Justice of the Supreme Court of Western Australia
- In office 24 December 1902 – 8 August 1929
- Preceded by: Frederick Moorhead
- Succeeded by: John Dwyer

Personal details
- Born: 22 April 1862 Nassau, Bahamas
- Died: 8 August 1929 (aged 67) Claremont, Western Australia, Australia

= Robert Bruce Burnside =

Australian barrister and judge

Robert Bruce Burnside (22 April 1862 – 8 August 1929) was an Australian barrister and judge. He served on the Supreme Court of Western Australia from December 1902 until his death in August 1929.

== Early life and education ==
Burnside was born in Nassau, Bahamas, to Mary Elizabeth (née Francis) and Bruce Lockhart Burnside.
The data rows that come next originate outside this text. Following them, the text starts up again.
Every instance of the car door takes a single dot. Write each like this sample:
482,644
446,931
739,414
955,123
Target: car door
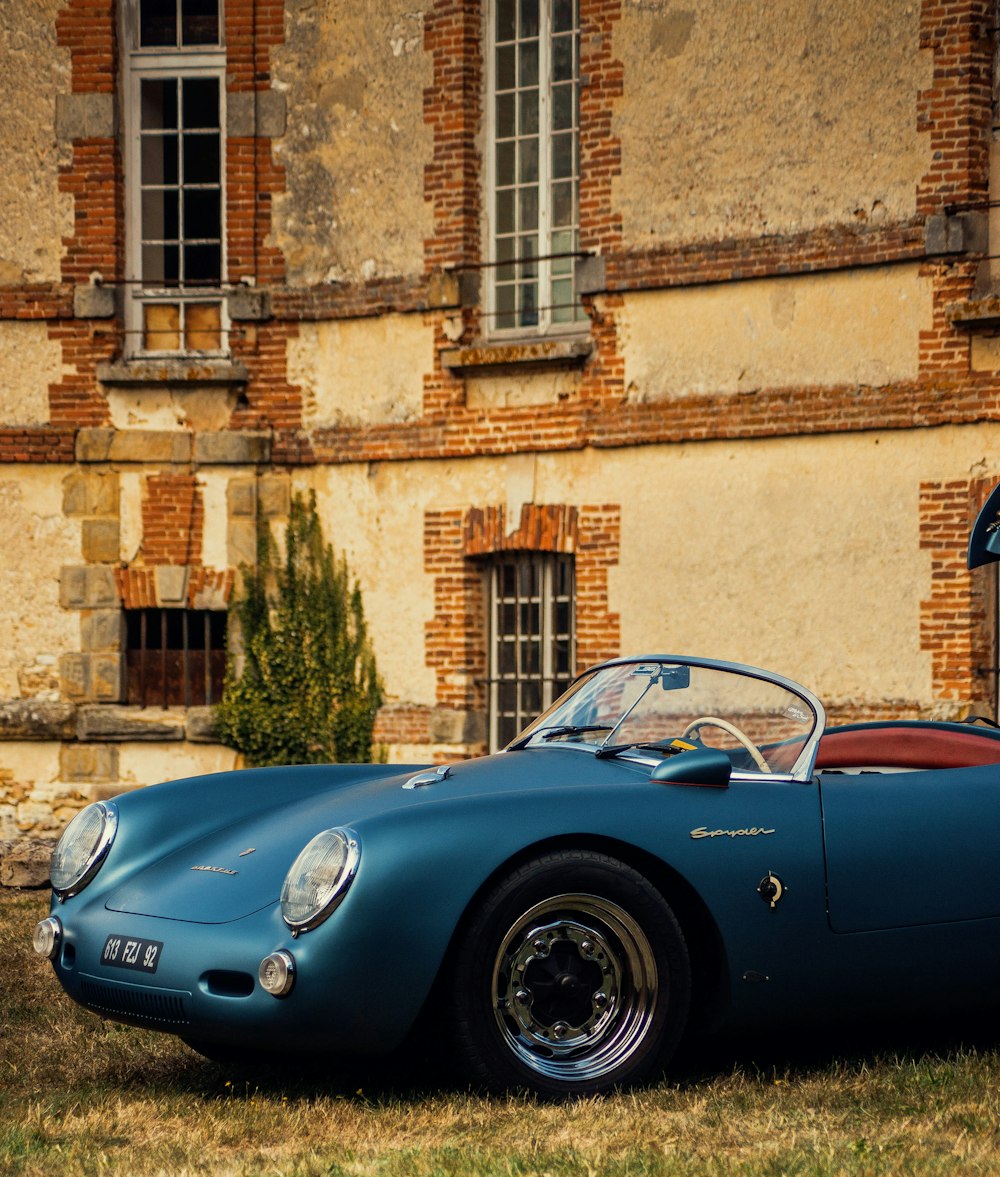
911,849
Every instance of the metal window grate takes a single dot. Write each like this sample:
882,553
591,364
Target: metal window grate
174,657
532,649
534,72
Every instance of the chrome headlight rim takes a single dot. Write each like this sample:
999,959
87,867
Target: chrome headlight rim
94,858
338,890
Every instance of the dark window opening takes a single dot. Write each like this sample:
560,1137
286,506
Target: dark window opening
177,24
174,657
532,649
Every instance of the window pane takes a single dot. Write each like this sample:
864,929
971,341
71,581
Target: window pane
506,19
159,159
506,301
527,308
507,697
201,214
506,660
527,208
200,102
159,102
527,71
506,67
562,307
204,326
531,658
528,250
158,22
160,265
199,21
201,159
505,163
506,106
564,204
527,163
562,58
505,211
564,15
202,264
562,155
527,112
160,215
562,107
528,14
161,333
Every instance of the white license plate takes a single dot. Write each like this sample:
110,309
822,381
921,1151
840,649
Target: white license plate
132,952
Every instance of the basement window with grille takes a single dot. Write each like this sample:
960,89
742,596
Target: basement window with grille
532,640
174,657
174,178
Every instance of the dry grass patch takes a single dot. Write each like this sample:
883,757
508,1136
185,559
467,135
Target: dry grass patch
80,1096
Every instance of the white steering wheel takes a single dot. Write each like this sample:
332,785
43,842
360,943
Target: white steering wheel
695,725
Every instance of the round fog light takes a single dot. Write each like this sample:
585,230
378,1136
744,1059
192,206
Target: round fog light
47,937
277,973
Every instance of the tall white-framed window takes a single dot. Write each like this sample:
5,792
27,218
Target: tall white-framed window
533,170
532,638
174,178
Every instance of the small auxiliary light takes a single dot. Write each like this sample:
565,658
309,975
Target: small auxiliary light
47,937
277,973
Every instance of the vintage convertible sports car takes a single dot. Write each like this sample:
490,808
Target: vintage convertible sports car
674,842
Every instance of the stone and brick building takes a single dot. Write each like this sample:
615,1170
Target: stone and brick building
597,326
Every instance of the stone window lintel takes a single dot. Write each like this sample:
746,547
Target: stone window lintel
551,352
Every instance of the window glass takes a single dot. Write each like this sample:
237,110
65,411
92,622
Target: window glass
532,638
535,165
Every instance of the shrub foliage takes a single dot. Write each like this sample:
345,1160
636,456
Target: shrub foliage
301,684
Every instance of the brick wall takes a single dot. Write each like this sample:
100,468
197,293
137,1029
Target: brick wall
455,544
958,619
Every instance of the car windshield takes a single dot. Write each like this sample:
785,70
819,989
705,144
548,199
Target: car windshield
764,724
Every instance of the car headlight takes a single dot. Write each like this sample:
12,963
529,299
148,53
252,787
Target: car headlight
319,878
82,848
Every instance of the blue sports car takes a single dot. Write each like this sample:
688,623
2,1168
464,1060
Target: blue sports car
677,842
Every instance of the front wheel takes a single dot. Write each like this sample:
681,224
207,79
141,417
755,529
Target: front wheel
572,978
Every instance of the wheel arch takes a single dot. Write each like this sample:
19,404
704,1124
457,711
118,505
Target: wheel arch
708,964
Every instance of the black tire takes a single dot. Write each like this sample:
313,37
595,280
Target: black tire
572,978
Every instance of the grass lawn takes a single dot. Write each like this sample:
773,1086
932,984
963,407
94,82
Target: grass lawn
80,1096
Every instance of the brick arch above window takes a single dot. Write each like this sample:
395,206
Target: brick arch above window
454,542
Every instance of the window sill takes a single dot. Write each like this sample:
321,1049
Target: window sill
540,352
181,370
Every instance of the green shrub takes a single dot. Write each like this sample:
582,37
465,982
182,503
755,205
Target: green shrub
301,684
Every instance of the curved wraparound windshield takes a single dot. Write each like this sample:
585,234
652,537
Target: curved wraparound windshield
762,725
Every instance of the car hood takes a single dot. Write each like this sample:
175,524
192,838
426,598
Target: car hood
238,868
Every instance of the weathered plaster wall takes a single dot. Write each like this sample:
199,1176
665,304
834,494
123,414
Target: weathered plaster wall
854,327
148,764
798,554
28,363
355,143
33,70
739,120
38,540
32,796
365,371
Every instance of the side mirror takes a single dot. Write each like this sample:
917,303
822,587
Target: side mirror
705,766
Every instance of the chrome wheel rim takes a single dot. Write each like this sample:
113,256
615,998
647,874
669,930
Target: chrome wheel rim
574,988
His father was the colony's solicitor-general at the time, and later served as Chief Justice of Ceylon. His brother was Edmund Burnside.

After attending the Royal Naval School in London, Burnside studied law, training as a barrister. He entered Lincoln's Inn in 1881 and was called to the bar in 1884, leaving for Western Australia later that year.

== Career ==

Burnside initially had his own firm in Perth, but later went into partnership with Douglas Gawler (a future member of parliament) in Fremantle. In January 1891, Burnside was appointed to the position of Usher of the Black Rod in the Legislative Council. He served until July 1894, when he was made crown solicitor (equivalent to solicitor-general).

In December 1902, Burnside was appointed to the vacant fourth position on the Supreme Court, as a puisne justice. He succeeded Frederick Moorhead, who had died after only seven months in office, and joined Edward Stone (the chief justice), Stephen Henry Parker, and Robert McMillan on the bench. Early in 1903, Burnside was made president of the State Court of Arbitration, a position which at the time was held only by justices of the Supreme Court. He served several terms in the position, totalling almost ten years, and was generally considered impartial.

Burnside also occasionally presided over criminal trials, and headed two royal commissions in the late 1910s.

== Personal life and death ==
Burnside died at his home in Claremont in August 1929, after a brief period of ill health. He had married Mary Charity Bruce in 1887, with whom he had one son, Dr. Bruce Burnside. Outside of his professional career, he had a keen interest in water sport, serving as president of the West Australian Rowing Club and commodore of the Royal Perth Yacht Club.